5 Second Summary
Marketing leads (and your marketing efforts) are worthless until those leads convert to happy clients and profitable revenue. Own your leads and control their destiny.
2 Minute Version
A marketing agency owner was complaining about how his firm got fired by a client after delivering what he felt were great results. When I asked about measurement (no surprise), he bragged about all the calls and web forms his efforts were delivering each month. How about clients and revenue? “That’s not my job,” was his response. And now we know why he was fired.
Whether you’re part of a marketing agency or corporate marketing team, your job can’t end when the phone rings. Marketing programs, generated leads, and your related efforts are worth nothing until those prospective clients become profitable clients. Rather than trying to point fingers at other teams like sales or service, you should own, or at least monitor your leads until new clients are implemented, invoiced, and satisfied.
Let’s assume we’re all great at generating awareness, interest, and leads.
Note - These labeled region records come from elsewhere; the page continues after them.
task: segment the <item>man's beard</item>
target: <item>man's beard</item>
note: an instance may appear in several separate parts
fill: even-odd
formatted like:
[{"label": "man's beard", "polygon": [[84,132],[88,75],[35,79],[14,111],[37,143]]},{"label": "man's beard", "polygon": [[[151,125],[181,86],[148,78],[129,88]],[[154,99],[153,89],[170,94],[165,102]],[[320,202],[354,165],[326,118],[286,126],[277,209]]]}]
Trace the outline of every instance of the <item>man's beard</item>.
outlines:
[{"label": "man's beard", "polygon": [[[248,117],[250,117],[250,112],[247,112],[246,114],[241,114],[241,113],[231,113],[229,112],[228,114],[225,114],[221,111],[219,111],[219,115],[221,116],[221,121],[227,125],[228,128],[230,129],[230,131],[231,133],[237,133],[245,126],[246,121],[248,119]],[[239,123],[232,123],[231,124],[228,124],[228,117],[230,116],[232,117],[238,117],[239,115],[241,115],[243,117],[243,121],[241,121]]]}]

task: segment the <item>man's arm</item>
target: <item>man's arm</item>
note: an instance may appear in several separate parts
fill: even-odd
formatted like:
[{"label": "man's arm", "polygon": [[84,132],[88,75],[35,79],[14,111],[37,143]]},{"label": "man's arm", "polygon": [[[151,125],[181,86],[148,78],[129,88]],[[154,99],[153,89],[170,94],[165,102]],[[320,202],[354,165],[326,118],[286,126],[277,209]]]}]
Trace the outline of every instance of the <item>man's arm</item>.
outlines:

Here are four key business areas where marketing needs to have some influence after the lead handoff:
- Lead qualification and presale – “These leads are sh-t!” Buyers must be interested in your company, need your products/services, and be in the right position (budget, authority) to buy. If not, adjust your marketing approach and efforts to attract more relevant buyers.
- Sales pipeline management – Salespeople gravitate to the opportunities that make the most money. Closely monitor the sales pipeline to ensure that no lead lags behind, and provide the sales team support needed to make it easier for clients to buy – from collateral to contracts.
- Client management – the effort and communication through signed contract and onboarding sets the stage for the client’s long-term relationship. Marketing can help improve this experience while measuring ongoing satisfaction (think NPS®) to identify risks, reduce churn, and increase referrals.
- Results reporting – I like to own this process and be the one to report good and bad news. If you don’t own it, coordinate with sales, implementation, and support teams to report on the complete revenue continuum. Identify opportunities where marketing can help improve results.
Whether your goals are altruistic or selfish (like me), marketers must think beyond clicks and calls to ensure your marketing efforts generate profitable revenue from long-term client relationships. You don’t have to take over other people’s jobs, but you do need to participate in this team effort. If downstream processes or systems are causing issues that impact marketing results, speak up and drive improvement.